Technological health solutions at the Mobile World Congress: our conclusions
02/03/2016 ·
We at the Institut de la Màcula are always watching out for technological advances that we can apply. There are three main reasons for this: to remain at the cutting edge of research in our specialties; to improve the treatments we give to our patients; and to provide patients with tools that improve their state of health and make them feel better. This prompts us to explore and experiment with new technologies. The Mobile World Congress, held last week in Barcelona, brought to our door new technological solutions in the area of mobile health applications.
With regard to smartphone apps it is clear to us that:
- We doctors must grow accustomed to the fact that patients like to use these devices. They are on the market and they are useful: we carry them in our pockets. Accordingly, it seems necessary for practitioners to acquire knowledge about them. This will allow them to recommend the ones that have been tested and have demonstrated their reliability. We at the Institut add our voice to those who demand that health apps carry some form of accreditation with regard to their effectiveness and believe that they should be assessed in a similar way to medicines.

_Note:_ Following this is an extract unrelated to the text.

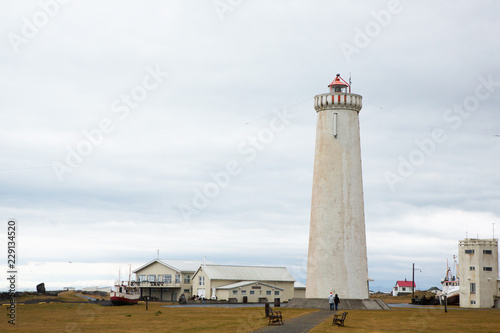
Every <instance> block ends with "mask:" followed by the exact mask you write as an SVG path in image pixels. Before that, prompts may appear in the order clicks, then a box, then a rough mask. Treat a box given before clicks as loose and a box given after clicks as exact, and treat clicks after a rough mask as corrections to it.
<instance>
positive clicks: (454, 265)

- A smartphone can be a highly valuable tool that provides information on patients’ habits if they wish. These patients should be aware of this, and also doctors, who need to start to make use of the data collected by the devices that serve each person almost spontaneously. These parameters and the practitioner’s knowledge provide quite an accurate idea of the person’s state of health, allow him/her to be monitored and even encouraged to achieve aims related to health and lifestyle —weight watching, physical activity etc.
- We should recognise the value of the information collected both by smartphones and the apps they have installed —of the sports coaching, health and active lifestyle type- and protect them from spurious uses. This information may be highly sensitive and the user should be aware of where and when it is going and what is done with it.
Technological innovation and medical research are very valuable strategic allies to continue advancing with efficiency and rigour. They also continue the quest for therapeutic responses tailored to the challenges created by diseases that today are considered incurable.